“プロセスを信じろ”がついに実を結んだアーセナル 「アルテタ...の画像はこちら >>

アーセナルのアルテタ監督 Photo/Getty Images

ついに22年ぶりの戴冠を果たした

プレミアリーグ第37節、ボーンマスとマンチェスター・シティのゲームは1-1のドローに終わった。これにより2位シティの逆転優勝の可能性は消滅。アーセナルが03-04シーズンぶりとなるプレミアリーグ優勝を果たした。

ここ3シーズンはいずれも2位。23-24シーズンには優勝したシティとわずか勝ち点差2であったが、優勝を逃した。万年2位のシルバーコレクターというレッテルを貼られることもあった。ミケル・アルテタ監督は、「プロセスを信じろ」と就任まもない2020年に語っているが、この言葉も結果が出せないことの裏返しと捉えられることがあり、嘲笑の対象となった。しかし、「時が経ち、彼の言葉が正しかったことが証明された」と『BBC』は報じた。

アーセナルの今季の戴冠は、すべての要素の総和であるとも同メディアは語っている。やりすぎなほど分厚い選手層、緻密に計算されたセットプレイ、堅固な守備と約束事、アシスタントコーチとして迎えたガブリエル・エインセの存在、アカデミーの若手の突き上げ、そしてついに手に入れたストライカー。どれ1つ欠けても今季の戴冠はなかったに違いない。

アルテタ監督自身の変化も見逃せないポイントだ。アルテタにはある種の頑固さがあり、それが裏目に出ることも少なくなかった。しかしベンチメンバーを信頼して少しずつターンオーバーを行うようになり、十分ではなかったかもしれないが、厳しいシーズンにしだいに順応していったように見えた。シーズン終盤でのマイルズ・ルイス・スケリーの中盤起用、先日のウェストハム戦で見せたマルティン・スビメンディのインアウトなど、随分と柔軟な采配を行うようになったことが見て取れる。

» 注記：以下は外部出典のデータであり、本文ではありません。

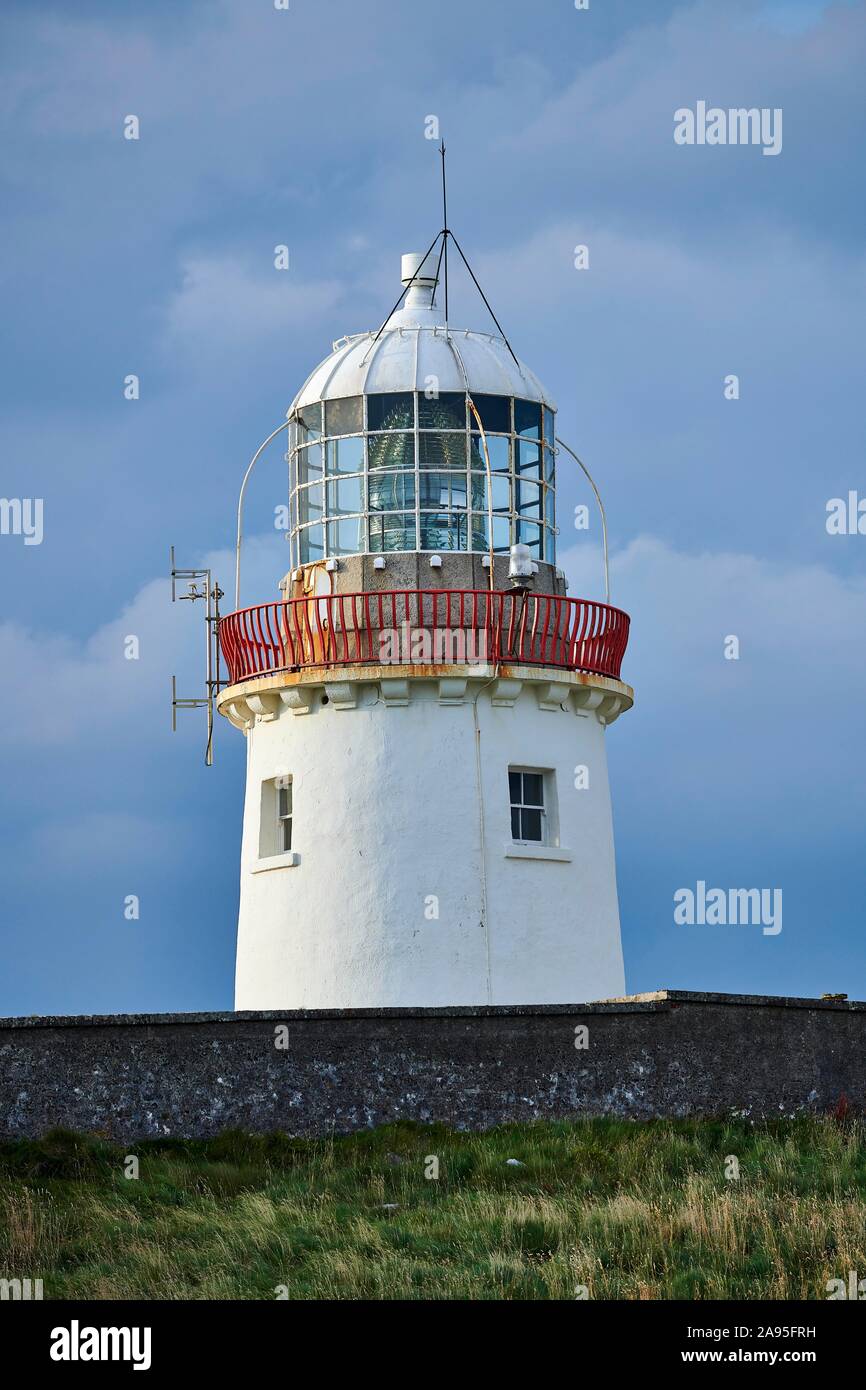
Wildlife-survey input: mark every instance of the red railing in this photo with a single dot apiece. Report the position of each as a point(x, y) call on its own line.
point(441, 627)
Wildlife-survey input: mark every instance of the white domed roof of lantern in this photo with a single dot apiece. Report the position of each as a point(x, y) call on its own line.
point(416, 349)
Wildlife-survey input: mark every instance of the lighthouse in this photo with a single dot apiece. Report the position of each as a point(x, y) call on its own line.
point(427, 818)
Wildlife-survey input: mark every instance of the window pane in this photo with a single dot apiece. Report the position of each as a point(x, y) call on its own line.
point(346, 537)
point(533, 790)
point(392, 533)
point(345, 495)
point(527, 499)
point(312, 544)
point(391, 451)
point(345, 455)
point(309, 464)
point(498, 449)
point(495, 413)
point(527, 419)
point(502, 533)
point(528, 459)
point(442, 489)
point(444, 412)
point(309, 423)
point(530, 534)
point(392, 491)
point(345, 416)
point(310, 503)
point(502, 492)
point(444, 533)
point(441, 451)
point(391, 412)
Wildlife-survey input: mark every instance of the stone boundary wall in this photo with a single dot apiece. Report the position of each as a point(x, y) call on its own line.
point(193, 1075)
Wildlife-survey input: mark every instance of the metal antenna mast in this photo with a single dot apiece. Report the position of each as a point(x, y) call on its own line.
point(445, 232)
point(200, 587)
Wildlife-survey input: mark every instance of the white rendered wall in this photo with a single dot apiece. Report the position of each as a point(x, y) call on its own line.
point(385, 818)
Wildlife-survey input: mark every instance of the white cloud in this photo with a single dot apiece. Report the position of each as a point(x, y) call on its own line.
point(228, 306)
point(751, 747)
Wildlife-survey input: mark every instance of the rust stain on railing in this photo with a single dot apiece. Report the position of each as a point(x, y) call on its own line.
point(426, 627)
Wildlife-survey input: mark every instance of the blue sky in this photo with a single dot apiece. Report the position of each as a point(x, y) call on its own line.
point(262, 127)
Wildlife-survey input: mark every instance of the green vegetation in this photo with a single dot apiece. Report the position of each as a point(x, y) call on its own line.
point(628, 1209)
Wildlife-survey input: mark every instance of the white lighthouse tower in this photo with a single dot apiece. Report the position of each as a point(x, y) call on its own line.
point(427, 815)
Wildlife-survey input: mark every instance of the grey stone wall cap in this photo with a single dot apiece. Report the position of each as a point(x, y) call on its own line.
point(656, 1001)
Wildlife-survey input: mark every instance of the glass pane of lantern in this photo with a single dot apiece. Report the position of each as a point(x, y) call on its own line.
point(394, 410)
point(345, 455)
point(312, 540)
point(527, 419)
point(309, 423)
point(527, 499)
point(309, 464)
point(309, 503)
point(345, 416)
point(498, 451)
point(345, 495)
point(442, 451)
point(495, 413)
point(444, 412)
point(346, 537)
point(392, 533)
point(528, 459)
point(444, 531)
point(395, 451)
point(442, 489)
point(391, 491)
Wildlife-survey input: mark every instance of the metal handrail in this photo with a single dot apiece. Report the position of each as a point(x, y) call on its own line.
point(424, 627)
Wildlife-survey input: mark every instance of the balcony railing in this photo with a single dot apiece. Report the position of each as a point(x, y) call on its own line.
point(424, 627)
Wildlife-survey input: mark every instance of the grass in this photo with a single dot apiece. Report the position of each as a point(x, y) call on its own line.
point(626, 1209)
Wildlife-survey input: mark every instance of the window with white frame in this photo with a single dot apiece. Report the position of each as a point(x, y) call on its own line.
point(528, 811)
point(275, 818)
point(284, 813)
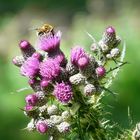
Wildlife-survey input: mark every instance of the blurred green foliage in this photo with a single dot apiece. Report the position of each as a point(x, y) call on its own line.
point(78, 16)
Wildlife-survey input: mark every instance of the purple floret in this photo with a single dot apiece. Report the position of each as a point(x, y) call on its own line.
point(49, 43)
point(31, 67)
point(63, 92)
point(77, 54)
point(50, 69)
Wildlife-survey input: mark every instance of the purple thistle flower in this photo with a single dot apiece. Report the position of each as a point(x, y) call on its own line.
point(78, 53)
point(26, 49)
point(49, 43)
point(42, 127)
point(49, 69)
point(31, 99)
point(31, 67)
point(63, 92)
point(44, 83)
point(35, 84)
point(18, 60)
point(83, 62)
point(28, 107)
point(100, 71)
point(110, 30)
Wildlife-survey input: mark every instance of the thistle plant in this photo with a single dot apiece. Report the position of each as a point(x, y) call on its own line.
point(66, 99)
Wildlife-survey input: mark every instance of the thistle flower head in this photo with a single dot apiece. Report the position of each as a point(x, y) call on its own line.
point(79, 53)
point(63, 92)
point(63, 127)
point(83, 62)
point(100, 71)
point(24, 44)
point(50, 69)
point(44, 83)
point(110, 30)
point(26, 49)
point(52, 110)
point(31, 67)
point(109, 36)
point(49, 43)
point(28, 107)
point(42, 127)
point(31, 99)
point(18, 61)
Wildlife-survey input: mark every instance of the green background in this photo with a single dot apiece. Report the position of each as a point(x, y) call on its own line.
point(18, 18)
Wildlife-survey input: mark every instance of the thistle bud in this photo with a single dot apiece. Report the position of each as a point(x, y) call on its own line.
point(66, 115)
point(52, 110)
point(89, 89)
point(26, 49)
point(18, 61)
point(115, 52)
point(77, 79)
point(31, 125)
point(42, 127)
point(56, 119)
point(71, 69)
point(63, 127)
point(100, 71)
point(31, 99)
point(109, 36)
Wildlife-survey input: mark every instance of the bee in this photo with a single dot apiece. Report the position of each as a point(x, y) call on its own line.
point(45, 29)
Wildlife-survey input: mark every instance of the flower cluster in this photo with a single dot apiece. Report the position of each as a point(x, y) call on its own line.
point(61, 87)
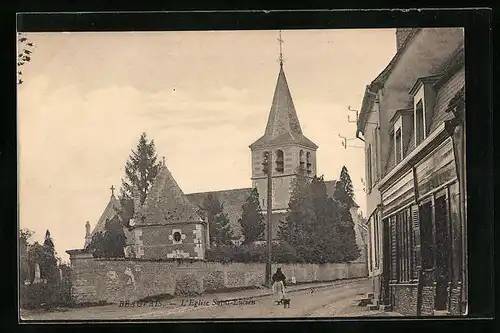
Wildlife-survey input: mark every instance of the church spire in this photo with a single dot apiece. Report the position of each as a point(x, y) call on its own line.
point(283, 125)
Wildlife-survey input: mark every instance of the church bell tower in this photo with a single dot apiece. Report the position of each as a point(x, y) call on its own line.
point(284, 146)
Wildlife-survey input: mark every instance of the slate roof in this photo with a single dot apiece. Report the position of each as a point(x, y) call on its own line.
point(439, 114)
point(166, 203)
point(283, 125)
point(232, 202)
point(108, 213)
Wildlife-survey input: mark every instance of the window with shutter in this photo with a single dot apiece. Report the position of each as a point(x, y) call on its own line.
point(377, 171)
point(417, 261)
point(394, 250)
point(376, 239)
point(369, 168)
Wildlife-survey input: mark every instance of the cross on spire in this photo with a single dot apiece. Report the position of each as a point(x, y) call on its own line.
point(280, 40)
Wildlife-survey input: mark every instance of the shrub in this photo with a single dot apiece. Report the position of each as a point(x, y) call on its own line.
point(45, 295)
point(281, 252)
point(213, 281)
point(285, 253)
point(187, 285)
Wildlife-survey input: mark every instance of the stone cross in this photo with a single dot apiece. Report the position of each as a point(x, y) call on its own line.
point(37, 274)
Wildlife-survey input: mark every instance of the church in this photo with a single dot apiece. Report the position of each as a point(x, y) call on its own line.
point(167, 225)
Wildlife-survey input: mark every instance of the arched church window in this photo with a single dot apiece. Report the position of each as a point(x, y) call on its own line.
point(280, 165)
point(301, 160)
point(308, 162)
point(265, 162)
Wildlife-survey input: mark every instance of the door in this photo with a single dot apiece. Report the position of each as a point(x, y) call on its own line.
point(386, 262)
point(443, 252)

アルテタの言う「プロセスを信じる」ことが、ついに実を結んだアーセナル。悲願のリーグタイトルに到達するまでは非常に長かったが、一歩ずつ進化し確固たるチームの基盤を作り上げることができたということでもある。ペップ・グアルディオラの退任も濃厚と言われるなか、これからはアルテタとアーセナルの時代がやってくるのだろうか。